Terrorist Trends: Four recent reports
Germany: Homegrown Terror Takes on New Dimensions (Spiegel Online)
May 9, 2011 – Osama bin Laden may be dead, but al-Qaida is alive and well in Germany. Each month, an average of five Islamists leave the country for terrorist training camps in the Afghanistan-Pakistan border area. Recent arrests in Düsseldorf show just how dangerous homegrown terror has become. MORE
United Kingdom: Five men held after ‘taking pictures’ of nuclear plant (The Telegraph)
May 3, 2011 – Five men were being questioned by anti-terrorism officers last night after being arrested for allegedly taking pictures outside the Sellafield nuclear reprocessing plant in the wake of Osama bin Laden’s death. MORE
Morocco: Marrakesh cafe bombing (AFP)
April 28, 2011 - A bomb attack at a crowded tourist cafe in the main square of the Moroccan city of Marrakesh killed 14 people, mostly foreigners, as world leaders denounced the “terrorist” act. (Since the initial attack three more have died and three suspects have been arrested.) MORE
Indonesia: Arrests Point To New Face Of Terrorism (Jakarta Globe)

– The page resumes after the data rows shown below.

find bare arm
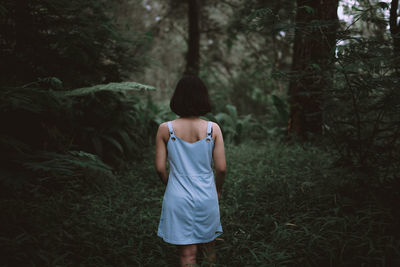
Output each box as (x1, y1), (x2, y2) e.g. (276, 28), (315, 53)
(155, 122), (169, 185)
(213, 123), (226, 198)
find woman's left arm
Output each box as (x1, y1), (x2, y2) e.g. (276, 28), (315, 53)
(155, 122), (168, 185)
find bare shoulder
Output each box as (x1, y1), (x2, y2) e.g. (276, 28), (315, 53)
(157, 122), (169, 141)
(158, 121), (168, 131)
(212, 122), (222, 136)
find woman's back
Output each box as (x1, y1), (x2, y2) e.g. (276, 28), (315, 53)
(172, 118), (215, 143)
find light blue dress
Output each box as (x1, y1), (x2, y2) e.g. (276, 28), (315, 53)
(157, 121), (222, 245)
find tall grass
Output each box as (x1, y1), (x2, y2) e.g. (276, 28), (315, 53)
(0, 142), (400, 266)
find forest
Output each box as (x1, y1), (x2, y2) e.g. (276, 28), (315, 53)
(0, 0), (400, 267)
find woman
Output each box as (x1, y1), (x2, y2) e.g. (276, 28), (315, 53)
(155, 76), (226, 266)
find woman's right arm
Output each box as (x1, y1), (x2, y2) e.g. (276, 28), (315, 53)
(155, 122), (169, 185)
(213, 122), (226, 198)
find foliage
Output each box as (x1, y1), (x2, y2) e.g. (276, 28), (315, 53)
(324, 3), (400, 179)
(0, 142), (400, 266)
(0, 78), (156, 194)
(0, 0), (151, 88)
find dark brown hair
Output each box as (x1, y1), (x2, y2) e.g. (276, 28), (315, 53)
(169, 75), (211, 117)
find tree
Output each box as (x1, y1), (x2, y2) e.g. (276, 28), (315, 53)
(185, 0), (200, 75)
(289, 0), (338, 138)
(389, 0), (400, 75)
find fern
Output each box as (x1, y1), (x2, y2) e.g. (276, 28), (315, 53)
(60, 82), (155, 96)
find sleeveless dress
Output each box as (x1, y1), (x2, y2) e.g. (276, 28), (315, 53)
(157, 121), (222, 245)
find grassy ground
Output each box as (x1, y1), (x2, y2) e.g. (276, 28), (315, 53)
(0, 142), (400, 267)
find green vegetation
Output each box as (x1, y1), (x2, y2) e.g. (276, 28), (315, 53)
(0, 0), (400, 267)
(0, 142), (400, 266)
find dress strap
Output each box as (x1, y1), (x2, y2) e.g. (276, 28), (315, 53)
(168, 121), (175, 136)
(207, 121), (212, 136)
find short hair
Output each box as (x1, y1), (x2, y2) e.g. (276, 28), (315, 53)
(169, 75), (211, 117)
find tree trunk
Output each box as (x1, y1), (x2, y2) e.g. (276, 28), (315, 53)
(185, 0), (200, 75)
(389, 0), (400, 76)
(288, 0), (338, 139)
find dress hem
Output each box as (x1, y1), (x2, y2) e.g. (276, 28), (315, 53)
(157, 232), (223, 245)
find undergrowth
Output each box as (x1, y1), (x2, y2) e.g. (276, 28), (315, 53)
(0, 141), (400, 267)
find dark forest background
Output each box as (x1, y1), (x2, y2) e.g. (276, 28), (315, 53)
(0, 0), (400, 267)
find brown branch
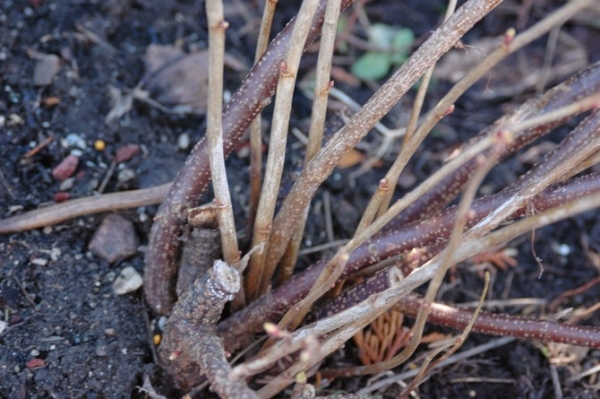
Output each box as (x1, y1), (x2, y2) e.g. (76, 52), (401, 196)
(159, 261), (250, 398)
(321, 295), (600, 378)
(144, 0), (351, 314)
(218, 174), (600, 351)
(263, 0), (499, 290)
(398, 295), (600, 348)
(0, 183), (171, 234)
(383, 62), (600, 231)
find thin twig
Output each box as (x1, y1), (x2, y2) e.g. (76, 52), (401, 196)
(277, 0), (341, 284)
(0, 183), (172, 234)
(206, 0), (240, 267)
(264, 0), (499, 281)
(247, 0), (277, 236)
(245, 0), (318, 300)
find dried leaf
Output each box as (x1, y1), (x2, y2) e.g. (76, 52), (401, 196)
(29, 51), (60, 86)
(104, 86), (133, 124)
(142, 45), (208, 114)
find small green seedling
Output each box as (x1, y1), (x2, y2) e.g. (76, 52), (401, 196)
(352, 24), (415, 80)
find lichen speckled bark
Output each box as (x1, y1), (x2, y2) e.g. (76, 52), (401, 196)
(144, 0), (352, 314)
(398, 295), (600, 348)
(217, 174), (600, 351)
(159, 261), (248, 392)
(382, 62), (600, 231)
(263, 0), (500, 279)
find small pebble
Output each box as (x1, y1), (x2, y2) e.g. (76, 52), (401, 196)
(96, 340), (108, 357)
(52, 155), (79, 180)
(115, 144), (140, 163)
(58, 177), (75, 191)
(60, 133), (87, 150)
(31, 258), (48, 266)
(113, 266), (143, 295)
(117, 168), (135, 183)
(94, 140), (106, 151)
(177, 133), (190, 150)
(54, 191), (71, 203)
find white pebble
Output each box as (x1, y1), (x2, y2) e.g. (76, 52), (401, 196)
(60, 133), (87, 150)
(58, 177), (75, 191)
(177, 133), (190, 150)
(118, 168), (135, 183)
(113, 266), (143, 295)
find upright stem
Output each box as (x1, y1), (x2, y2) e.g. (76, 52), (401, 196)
(247, 0), (277, 231)
(206, 0), (240, 267)
(144, 0), (352, 314)
(264, 0), (500, 290)
(246, 0), (318, 300)
(277, 0), (341, 284)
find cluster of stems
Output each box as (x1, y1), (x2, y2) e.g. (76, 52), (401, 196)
(0, 0), (600, 398)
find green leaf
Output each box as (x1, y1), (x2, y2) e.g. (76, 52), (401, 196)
(352, 52), (392, 80)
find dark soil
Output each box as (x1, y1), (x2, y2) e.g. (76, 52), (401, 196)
(0, 0), (600, 398)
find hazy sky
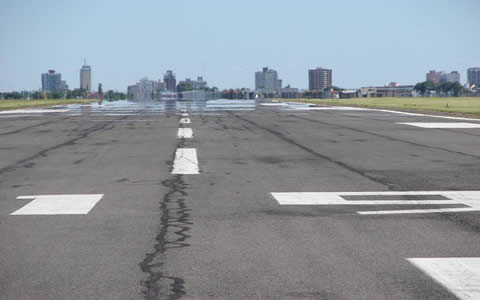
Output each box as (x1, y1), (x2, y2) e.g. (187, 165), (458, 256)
(0, 0), (480, 91)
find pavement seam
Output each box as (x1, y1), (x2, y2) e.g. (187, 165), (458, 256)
(230, 112), (398, 190)
(290, 115), (480, 159)
(0, 117), (122, 175)
(139, 114), (193, 300)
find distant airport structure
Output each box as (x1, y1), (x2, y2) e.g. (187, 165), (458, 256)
(80, 60), (92, 93)
(308, 68), (332, 90)
(163, 70), (177, 92)
(426, 70), (460, 83)
(42, 70), (68, 92)
(467, 67), (480, 87)
(255, 67), (282, 94)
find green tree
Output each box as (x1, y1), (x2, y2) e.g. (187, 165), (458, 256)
(32, 91), (43, 100)
(4, 92), (22, 99)
(413, 81), (427, 96)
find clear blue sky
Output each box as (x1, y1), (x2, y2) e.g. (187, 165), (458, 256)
(0, 0), (480, 91)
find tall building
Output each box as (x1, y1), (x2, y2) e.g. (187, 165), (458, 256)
(447, 71), (460, 83)
(192, 76), (207, 90)
(308, 68), (332, 90)
(426, 70), (460, 84)
(255, 67), (282, 93)
(467, 67), (480, 88)
(163, 70), (177, 92)
(42, 70), (64, 92)
(80, 60), (92, 93)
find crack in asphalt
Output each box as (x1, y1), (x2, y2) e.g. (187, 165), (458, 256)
(289, 115), (480, 159)
(0, 117), (72, 136)
(0, 116), (127, 175)
(229, 112), (401, 191)
(139, 140), (193, 300)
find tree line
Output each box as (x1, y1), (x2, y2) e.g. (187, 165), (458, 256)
(413, 81), (465, 97)
(0, 85), (127, 101)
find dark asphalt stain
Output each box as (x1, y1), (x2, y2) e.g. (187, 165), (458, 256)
(292, 116), (480, 159)
(10, 184), (33, 189)
(73, 158), (85, 165)
(114, 178), (130, 183)
(255, 156), (284, 164)
(139, 141), (193, 300)
(0, 117), (59, 136)
(229, 112), (399, 190)
(0, 117), (125, 175)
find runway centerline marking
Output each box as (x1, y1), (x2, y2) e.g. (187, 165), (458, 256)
(172, 148), (199, 175)
(397, 122), (480, 129)
(272, 191), (480, 215)
(177, 128), (193, 139)
(10, 194), (103, 215)
(407, 257), (480, 300)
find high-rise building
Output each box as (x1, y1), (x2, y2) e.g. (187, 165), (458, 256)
(163, 70), (177, 92)
(446, 71), (460, 83)
(255, 67), (282, 93)
(42, 70), (64, 92)
(192, 76), (207, 90)
(80, 60), (92, 93)
(308, 68), (332, 90)
(467, 67), (480, 88)
(426, 70), (460, 84)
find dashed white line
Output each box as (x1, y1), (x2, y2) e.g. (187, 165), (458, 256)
(407, 257), (480, 300)
(397, 122), (480, 128)
(11, 194), (103, 215)
(272, 191), (480, 215)
(172, 148), (199, 175)
(177, 128), (193, 139)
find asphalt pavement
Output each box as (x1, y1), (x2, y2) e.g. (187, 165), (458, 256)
(0, 101), (480, 299)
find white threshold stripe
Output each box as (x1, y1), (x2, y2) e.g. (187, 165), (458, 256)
(10, 194), (103, 215)
(177, 128), (193, 139)
(172, 148), (199, 175)
(397, 122), (480, 128)
(301, 103), (480, 122)
(0, 108), (70, 115)
(272, 191), (480, 215)
(407, 257), (480, 300)
(357, 207), (472, 215)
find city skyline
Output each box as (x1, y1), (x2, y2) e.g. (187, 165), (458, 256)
(0, 0), (480, 91)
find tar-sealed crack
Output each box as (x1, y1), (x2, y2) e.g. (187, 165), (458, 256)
(230, 113), (398, 190)
(0, 117), (119, 175)
(140, 142), (193, 299)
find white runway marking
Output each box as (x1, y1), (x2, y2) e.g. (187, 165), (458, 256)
(11, 194), (103, 215)
(407, 257), (480, 300)
(260, 102), (288, 106)
(0, 109), (70, 115)
(172, 148), (199, 175)
(397, 122), (480, 128)
(272, 191), (480, 215)
(177, 128), (193, 139)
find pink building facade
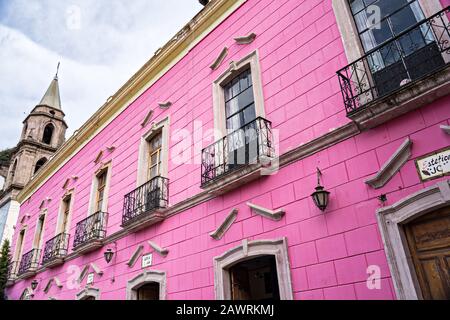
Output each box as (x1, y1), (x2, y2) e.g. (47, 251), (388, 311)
(7, 0), (450, 300)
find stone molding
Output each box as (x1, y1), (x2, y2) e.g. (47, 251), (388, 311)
(234, 32), (256, 45)
(377, 180), (450, 300)
(365, 138), (412, 189)
(209, 208), (239, 240)
(247, 202), (286, 221)
(214, 238), (293, 300)
(147, 240), (169, 257)
(210, 47), (228, 70)
(127, 270), (167, 300)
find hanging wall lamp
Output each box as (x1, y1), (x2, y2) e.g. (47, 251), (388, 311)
(311, 168), (330, 211)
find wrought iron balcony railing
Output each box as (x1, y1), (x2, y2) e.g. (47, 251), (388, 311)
(42, 233), (69, 265)
(122, 177), (169, 226)
(337, 7), (450, 114)
(73, 211), (108, 250)
(17, 249), (41, 276)
(201, 117), (275, 187)
(6, 261), (18, 281)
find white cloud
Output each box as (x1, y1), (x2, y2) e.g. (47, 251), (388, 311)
(0, 0), (202, 149)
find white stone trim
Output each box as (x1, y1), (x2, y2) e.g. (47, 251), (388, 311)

April 23, 2011 – The arrest of 19 terrorism suspects and the subsequent discovery of a Good Friday bomb plot appears to have revealed a new breed of terror. Most of the newly arrested were university graduates and were apprehended in various parts of the country in relation to the series of book bombs sent to various prominent figures in Jakarta last month. MORE
Some personal notes related to the Marrakesh attack: I have enjoyed the shade and refreshment of the Argana Cafe, bombed late last month. On a visceral level this attack so far away has, perhaps, been the most personally real for me. It is interesting the regional affiliate of Al-Qaeda has since rejected responsibility for the bombing. It is even more interesting that over the last two weeks large crowds of Moroccans have married calls for domestic political reform with rejection of terrorist violence. In Libya and Syria this non-violent activism has been taken to its nearly suicidal limit. In Egypt peaceful non-cooperation has, so far, been an extraordinary success.
There are implications here for any us inspired by Gandhi and King. President Obama appreciates the advocates of ahimsa, but has decisively demonstrated he is much more a disciple of Reinhold Niebuhr and Dietrich Bonhoeffer.

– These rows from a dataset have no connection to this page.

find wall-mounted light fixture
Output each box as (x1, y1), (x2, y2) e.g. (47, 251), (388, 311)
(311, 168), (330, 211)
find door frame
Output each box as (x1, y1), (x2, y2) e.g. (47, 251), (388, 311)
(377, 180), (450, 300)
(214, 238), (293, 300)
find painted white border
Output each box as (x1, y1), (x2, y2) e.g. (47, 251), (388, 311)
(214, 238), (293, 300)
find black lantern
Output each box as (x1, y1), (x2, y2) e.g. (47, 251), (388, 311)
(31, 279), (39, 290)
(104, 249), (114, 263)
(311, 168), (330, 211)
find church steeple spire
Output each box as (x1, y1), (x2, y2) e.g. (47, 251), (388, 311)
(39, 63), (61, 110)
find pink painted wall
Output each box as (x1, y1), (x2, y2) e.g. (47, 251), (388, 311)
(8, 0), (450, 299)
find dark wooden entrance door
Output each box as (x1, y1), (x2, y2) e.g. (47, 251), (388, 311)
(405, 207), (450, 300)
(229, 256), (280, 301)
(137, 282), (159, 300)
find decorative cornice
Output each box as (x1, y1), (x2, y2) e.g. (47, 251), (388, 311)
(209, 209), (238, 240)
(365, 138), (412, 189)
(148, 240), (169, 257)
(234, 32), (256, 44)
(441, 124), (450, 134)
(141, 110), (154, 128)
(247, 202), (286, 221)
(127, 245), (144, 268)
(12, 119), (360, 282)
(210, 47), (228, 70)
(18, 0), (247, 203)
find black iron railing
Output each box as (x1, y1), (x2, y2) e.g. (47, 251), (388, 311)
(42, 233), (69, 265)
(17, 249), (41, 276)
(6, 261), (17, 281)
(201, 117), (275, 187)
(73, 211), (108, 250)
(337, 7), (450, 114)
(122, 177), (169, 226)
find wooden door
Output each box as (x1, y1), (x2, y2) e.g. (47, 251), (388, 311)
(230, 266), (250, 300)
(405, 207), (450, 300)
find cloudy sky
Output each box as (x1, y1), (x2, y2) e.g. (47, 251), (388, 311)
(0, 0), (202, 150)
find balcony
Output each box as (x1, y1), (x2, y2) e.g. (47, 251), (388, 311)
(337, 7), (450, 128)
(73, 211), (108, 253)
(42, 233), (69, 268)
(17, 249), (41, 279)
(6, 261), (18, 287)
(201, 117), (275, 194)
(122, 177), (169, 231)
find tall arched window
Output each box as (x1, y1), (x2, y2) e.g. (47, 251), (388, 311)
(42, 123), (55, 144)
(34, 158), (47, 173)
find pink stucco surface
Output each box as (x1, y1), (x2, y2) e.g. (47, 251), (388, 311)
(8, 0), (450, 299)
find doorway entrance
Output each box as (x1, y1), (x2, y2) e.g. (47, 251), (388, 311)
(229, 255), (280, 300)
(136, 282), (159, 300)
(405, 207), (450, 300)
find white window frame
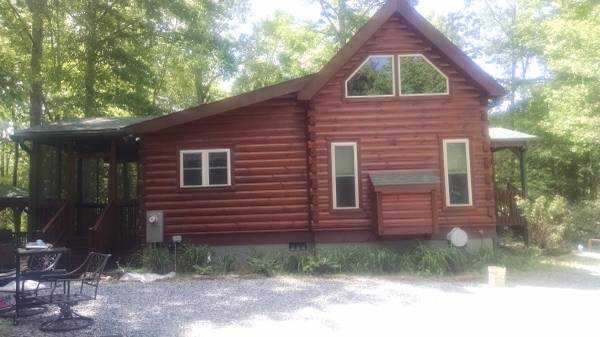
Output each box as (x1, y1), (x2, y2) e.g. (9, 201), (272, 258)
(344, 54), (396, 98)
(397, 54), (450, 97)
(179, 149), (231, 188)
(330, 142), (360, 210)
(443, 138), (473, 207)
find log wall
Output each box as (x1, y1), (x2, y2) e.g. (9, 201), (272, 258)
(308, 16), (494, 236)
(140, 97), (309, 236)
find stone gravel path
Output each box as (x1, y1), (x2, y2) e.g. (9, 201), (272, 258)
(0, 252), (600, 337)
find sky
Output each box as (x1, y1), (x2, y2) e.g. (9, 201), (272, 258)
(241, 0), (463, 29)
(221, 0), (472, 91)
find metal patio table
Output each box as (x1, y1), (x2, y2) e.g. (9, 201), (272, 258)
(14, 247), (70, 325)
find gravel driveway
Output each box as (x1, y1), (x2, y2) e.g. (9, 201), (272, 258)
(0, 252), (600, 337)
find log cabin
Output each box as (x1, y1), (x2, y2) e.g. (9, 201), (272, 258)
(13, 0), (533, 258)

It will be interesting to hear what grand plan bin-Laden might have been trying to hatch in Abbottabad. But right now the evidence suggests our terrorist problem is much less a starkly Manichean struggle and much more a matter of frustrated narcissists.
This is not to dismiss a very real threat. See each report above. But part of our plot problem has been a tendency toward narcissism even by the good guys. In every story of good conquering evil I have encountered, the good guys and gals are quiet realists and the evil-doers are undone by their excesses… especially of delusional self-regard.